Phish’s live shows hardly need an introduction, and the band’s dedicated fans know just what they’re getting into: several hours of extended jamming, instrumental acuity and stylistically divergent set of music spanning the Vermont rock band’s 30-plus-year career. (Seattle Times pop music coordinator Paul de Barros wonders if perhaps Phish hasn’t turned a corner with “Fuego.”)
7 p.m. Monday, Oct. 20, at Showbox SoDo, 1700 First Ave. S., Seattle; $29.50–$35 (360-652-0444 or www.showboxpresents.com). With The Moth & The Flame
At the height of Britpop and Oasis mania in the early ’90s, Placebo provided a less-accessible, more-abrasive alternative to the U.K.’s rock mainstream. Although singer Brian Molko primarily deals with angst and isolation, Placebo has its share of pop-leaning songs.

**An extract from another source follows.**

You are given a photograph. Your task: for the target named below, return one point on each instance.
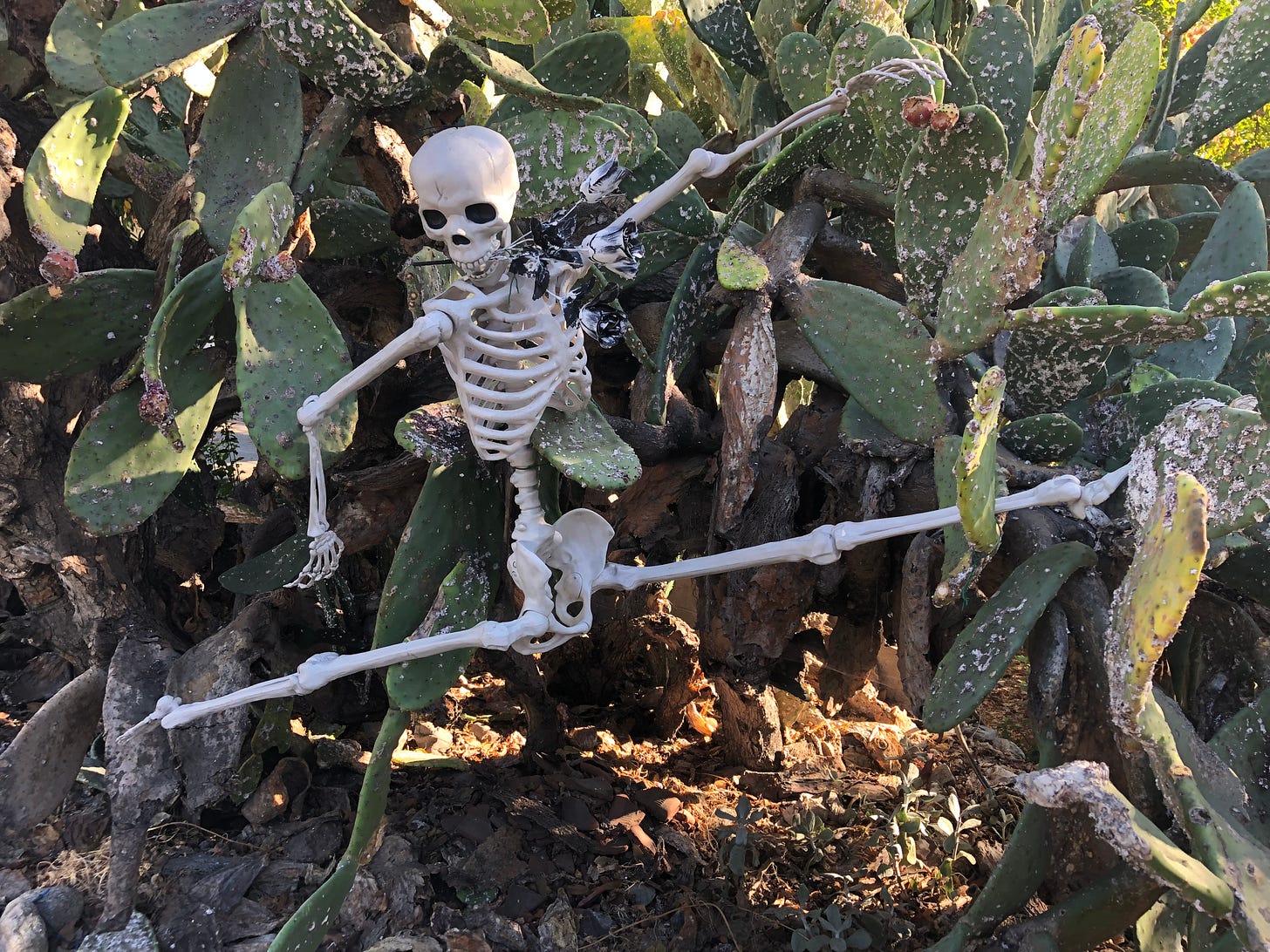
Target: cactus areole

8 p.m. Tuesday, Oct. 21, at The Columbia City Theater, 4918 Rainier Ave. S., Seattle; $18–$20 (360-723-0088 or www.columbiacitytheater.com.) With Low Roar
Any Justin Vernon fans concerned about Bon Iver’s recent lack of output would do well to listen to Ásgeir Trausti. The Icelandic singer-songwriter, whose debut album was re-recorded in English this year, operates in a similar vein to Vernon, employing a nuanced falsetto over atmospheric folk arrangements.
10 King Tuff
8 p.m. Wednesday, Oct. 22, at Neumos, 925 E. Pike St., Seattle; $13 (206-709-9442 or www.neumos.com). With La Sera
King Tuff is not just a band, but a character. Over three releases on Sub Pop, Kyle Anderson has established a rock-star mythos that should be familiar to anyone who’s watched “Almost Famous” or heard a Tenacious D song. As for the music, it takes its cues from reliably great (and reliably ripped-off) classic-rock acts like T Rex and Cheap Trick.